A legislative committee began investigating the election in December, and the Republican-controlled Legislature ordered an audit of the state’s elections process in February.

Among the criticisms are the use of absentee voting as well as the indefinitely confined status for voting, which allows a voter to cast an absentee ballot without needing to submit a photo ID.

“I believe we have a higher percentage of voter fraud [due to absentee voting],” Bernier said. “But I have told lots of conservatives straight up that we do not have 20,000 voter fraud cases in the state of Wisconsin.”

She indicated some skepticism could be healthy however.

“I also point out that individuals who think that we need not tweak our election laws, we did in 2016 with the accusations from Democrats that Russians hacked our elections … we reacted to those accusations just as we’re going to react to accusations made during this election,” she said.

Bills Not a Final Draft

Bernier said the bills proposed by Stroebel are likely to be changed before passing out of the Senate, echoing Assembly Speaker Robin Vos who indicated Tuesday that the Assembly would make changes to the original bills as well.

Front-of-mind for Bernier was the requirement that indefinitely confined voters swear an oath that the status applies to them, which she said is duplicative of the affidavit indefinitely confined voters currently have to sign.

Vos and Bernier both suggested the requirement of a doctor’s note might also be dropped, due to concerns over whether it would withstand a legal challenge.

“I have been working with the disability community and their advocates to come up with something that would be appropriate and easy to navigate for the people with disabilities,” Bernier said.

She added that she would be open to creating a penalty for those who misuse the indefinitely confined status.

Disability rights advocates have their own concerns as well, including that receiving a doctor’s note, which might not be covered by insurance, could be a prohibitive barrier for some voters, especially those with lower incomes.

Barbara Beckert with Disability Rights Wisconsin said that there is also confusion about what the term indefinitely confined means.

“When [voters] hear a term indefinitely confined it makes them anxious because they say: ‘Yes, I have difficulty voting and going to my polling place because of age, disability or infirmity or a medical condition.
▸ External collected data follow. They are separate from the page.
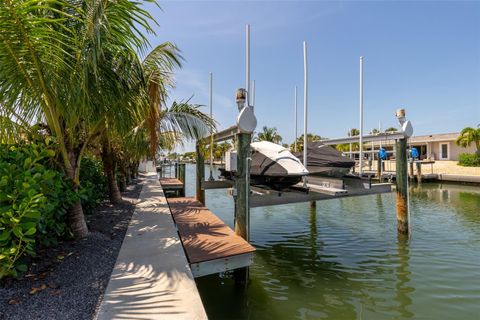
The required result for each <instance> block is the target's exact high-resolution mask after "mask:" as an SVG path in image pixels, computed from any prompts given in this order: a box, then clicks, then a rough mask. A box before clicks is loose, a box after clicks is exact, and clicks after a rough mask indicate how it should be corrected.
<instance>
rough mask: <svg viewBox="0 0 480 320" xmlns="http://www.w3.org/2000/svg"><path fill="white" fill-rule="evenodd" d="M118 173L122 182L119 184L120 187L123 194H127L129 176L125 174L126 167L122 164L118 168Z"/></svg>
mask: <svg viewBox="0 0 480 320" xmlns="http://www.w3.org/2000/svg"><path fill="white" fill-rule="evenodd" d="M118 171H119V172H120V181H119V182H118V186H119V188H120V191H121V192H125V191H126V190H127V175H126V173H125V171H126V170H125V167H124V166H123V165H121V164H120V165H119V166H118Z"/></svg>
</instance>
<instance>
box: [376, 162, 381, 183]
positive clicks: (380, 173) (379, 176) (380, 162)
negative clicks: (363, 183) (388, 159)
mask: <svg viewBox="0 0 480 320" xmlns="http://www.w3.org/2000/svg"><path fill="white" fill-rule="evenodd" d="M377 178H378V181H380V182H382V159H381V158H380V156H378V160H377Z"/></svg>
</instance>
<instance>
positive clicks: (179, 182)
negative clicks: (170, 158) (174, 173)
mask: <svg viewBox="0 0 480 320" xmlns="http://www.w3.org/2000/svg"><path fill="white" fill-rule="evenodd" d="M160 184H161V185H162V188H163V189H164V190H171V189H180V188H183V183H182V181H180V180H178V179H177V178H160Z"/></svg>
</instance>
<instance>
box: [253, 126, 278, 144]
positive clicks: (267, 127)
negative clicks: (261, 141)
mask: <svg viewBox="0 0 480 320" xmlns="http://www.w3.org/2000/svg"><path fill="white" fill-rule="evenodd" d="M255 140H256V141H270V142H273V143H277V144H278V143H280V142H282V136H280V135H279V134H278V131H277V128H275V127H272V128H269V127H267V126H264V127H263V128H262V132H259V133H258V134H257V137H256V139H255Z"/></svg>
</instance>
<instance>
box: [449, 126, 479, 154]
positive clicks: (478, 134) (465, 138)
mask: <svg viewBox="0 0 480 320" xmlns="http://www.w3.org/2000/svg"><path fill="white" fill-rule="evenodd" d="M455 143H456V144H457V145H458V146H460V147H463V148H466V147H469V146H470V145H471V144H472V143H474V144H475V147H476V148H477V151H476V154H478V155H480V126H479V127H478V128H476V129H475V128H472V127H466V128H463V129H462V131H461V132H460V135H459V136H458V138H457V140H456V141H455Z"/></svg>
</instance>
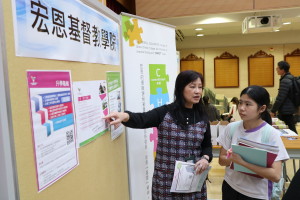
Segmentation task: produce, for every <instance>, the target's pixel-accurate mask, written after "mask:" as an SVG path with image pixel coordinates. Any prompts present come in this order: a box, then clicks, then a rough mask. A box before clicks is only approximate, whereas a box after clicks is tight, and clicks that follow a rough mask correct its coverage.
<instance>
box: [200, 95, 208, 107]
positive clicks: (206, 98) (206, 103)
mask: <svg viewBox="0 0 300 200" xmlns="http://www.w3.org/2000/svg"><path fill="white" fill-rule="evenodd" d="M202 100H203V103H204V105H206V106H207V105H208V101H209V97H208V96H204V97H203V98H202Z"/></svg>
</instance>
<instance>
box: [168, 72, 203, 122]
mask: <svg viewBox="0 0 300 200" xmlns="http://www.w3.org/2000/svg"><path fill="white" fill-rule="evenodd" d="M198 78H200V80H201V82H202V87H203V84H204V79H203V76H202V74H200V73H198V72H196V71H193V70H186V71H182V72H180V73H179V74H178V76H177V78H176V82H175V89H174V109H173V110H171V115H173V117H174V119H175V121H177V122H178V124H181V125H184V126H185V124H184V122H185V121H184V119H185V116H184V112H183V111H184V109H186V108H185V103H186V101H185V98H184V96H183V91H184V88H185V86H187V85H188V84H189V83H191V82H193V81H196V80H197V79H198ZM193 109H194V110H196V111H198V112H196V113H198V114H199V118H200V120H204V121H207V122H208V117H207V114H206V112H205V111H204V105H203V103H202V101H199V103H196V104H194V105H193Z"/></svg>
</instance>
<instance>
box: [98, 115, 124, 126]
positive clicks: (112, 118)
mask: <svg viewBox="0 0 300 200" xmlns="http://www.w3.org/2000/svg"><path fill="white" fill-rule="evenodd" d="M103 118H104V119H105V120H106V121H107V122H108V123H109V124H110V125H116V124H119V123H122V122H127V121H128V120H129V114H128V113H125V112H112V113H110V114H109V115H106V116H105V117H103Z"/></svg>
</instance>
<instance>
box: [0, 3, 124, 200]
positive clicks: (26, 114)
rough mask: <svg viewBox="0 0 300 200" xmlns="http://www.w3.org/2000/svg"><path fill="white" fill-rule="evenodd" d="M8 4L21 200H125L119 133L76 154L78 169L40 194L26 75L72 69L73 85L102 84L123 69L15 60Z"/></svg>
mask: <svg viewBox="0 0 300 200" xmlns="http://www.w3.org/2000/svg"><path fill="white" fill-rule="evenodd" d="M12 1H13V0H8V1H2V3H3V10H4V11H5V12H4V14H3V15H4V20H5V21H4V24H5V44H6V55H7V56H6V62H7V70H8V72H7V73H8V80H9V93H10V103H11V112H12V113H11V115H12V127H13V136H12V137H13V143H14V152H15V160H16V168H17V169H16V171H17V175H16V176H17V179H18V183H17V184H18V193H19V198H20V199H22V200H54V199H55V200H60V199H64V200H80V199H124V200H127V199H129V186H128V170H127V152H126V137H125V134H122V135H121V136H120V137H119V138H118V139H116V140H114V141H111V136H110V132H109V131H107V132H106V133H105V134H104V135H102V136H101V137H99V138H98V139H97V140H95V141H93V142H92V143H90V144H88V145H86V146H84V147H82V148H80V149H78V156H79V165H78V166H77V167H76V168H74V169H73V170H72V171H70V172H69V173H68V174H66V175H65V176H63V177H62V178H61V179H59V180H58V181H57V182H55V183H54V184H53V185H51V186H49V187H48V188H46V189H45V190H43V191H41V192H39V193H38V190H37V180H36V169H35V158H34V144H33V140H32V127H31V120H30V118H31V117H30V107H29V103H30V102H29V99H28V92H27V91H28V88H27V77H26V70H70V71H71V76H72V81H73V82H75V81H91V80H105V79H106V72H107V71H120V72H121V73H122V67H121V65H109V64H107V65H104V64H97V63H87V62H74V61H63V60H52V59H41V58H31V57H18V56H16V53H15V52H16V50H15V38H14V27H13V24H14V23H13V15H12V10H13V8H12ZM99 4H100V3H99ZM100 7H101V6H100ZM94 9H96V10H97V9H100V8H99V7H95V8H94Z"/></svg>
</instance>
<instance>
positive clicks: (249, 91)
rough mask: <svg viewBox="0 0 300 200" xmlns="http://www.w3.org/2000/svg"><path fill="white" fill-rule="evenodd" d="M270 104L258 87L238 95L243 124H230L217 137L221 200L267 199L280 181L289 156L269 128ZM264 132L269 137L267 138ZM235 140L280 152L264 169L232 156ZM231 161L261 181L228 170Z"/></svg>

However, I do leave my house, sometimes I may be able on a good day to go to the grocery store and I go out for medical appointments and so on. So do I qualify for indefinitely confined?’” Beckert said.

She added that under the state Supreme Court, voters are left to decide for themselves whether they meet the criteria for indefinitely confined status.

“We want to work with policymakers to address barriers to voting and protect the rights of voters and also ensure we have secure elections,” she said.